Quali sono le zone più problematiche del rione?

“In Vicolo Moroni, nella zona del Cinema Trastevere, succede di tutto. Ho dei video girati in una sola notte, nell’arco di quaranta minuti, in cui si vedono risse, rapporti sessuali sulle auto, persone che urinano per strada e ragazze che si cambiano gli assorbenti in pubblico…”.

Perché proprio queste aree sono diventate così problematiche?

“Stiamo chiedendo un presidio fisso, ma non riusciamo ancora a ottenerlo. Tra via Mameli, via Santini, via Tittoni e la Scala del Tamburino succede di tutto. Ci sono anche alcune vie private che sbucano sulla Scala del Tamburino. Ed è proprio lì che accade di tutto. C’è poi il fenomeno dei fuochi d’artificio, che va avanti da sei o sette mesi. Li hanno fatti esplodere anche sotto le finestre delle case…”.

Come è cambiata la vita dei residenti?

“Di giorno si vive bene, ma di notte ci sentiamo quasi prigionieri in casa. Noi residenti di Trastevere siamo sempre stati abituati a vivere il rione, a passeggiare, a uscire la sera. Oggi è diventato difficile e pericoloso: devi stare attenta a chi guardi, a come guardi e perfino al motivo per cui guardi qualcuno, perché rischi di essere aggredita…”.

Qual è il lavoro che svolge il Comitato Emergenza Trastevere?

“Come comitato, continuiamo a presentare esposti, a sollecitare denunce e ad essere presenti sul territorio. Abbiamo una rete di iscritti distribuita in tutto il rione e questo ci permette di ricevere in tempo reale video e segnalazioni di quello che accade. Grazie a questo materiale possiamo fare denunce, esposti e mantenere alta l’attenzione…”.
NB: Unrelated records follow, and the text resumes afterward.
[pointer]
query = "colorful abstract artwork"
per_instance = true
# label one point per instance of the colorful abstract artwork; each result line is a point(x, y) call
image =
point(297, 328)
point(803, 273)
Lei continua a esporsi in prima persona su queste battaglie. Ha mai avuto problemi?

“Io continuo a portare avanti le mie battaglie senza nascondermi, sempre mettendoci la faccia. I problemi sono tanti, a partire da quelli legati alla ristorazione e all’occupazione dello spazio pubblico. Quando vieni intervistata una volta ci metti la faccia, ma poi non puoi sparire…”.

C’è stato qualche episodio particolare che ricorda?

“Una volta un ristoratore mi è venuto contro, davanti anche alle telecamere, chiedendomi come mi fossi permessa di pubblicare un video in cui si vedeva che stava annaffiando con un idrante le persone in mezzo alla strada. Abbiamo avuto una discussione praticamente in diretta. Ma, alla fine, continuo a fare quello che ritengo giusto per il rione…”.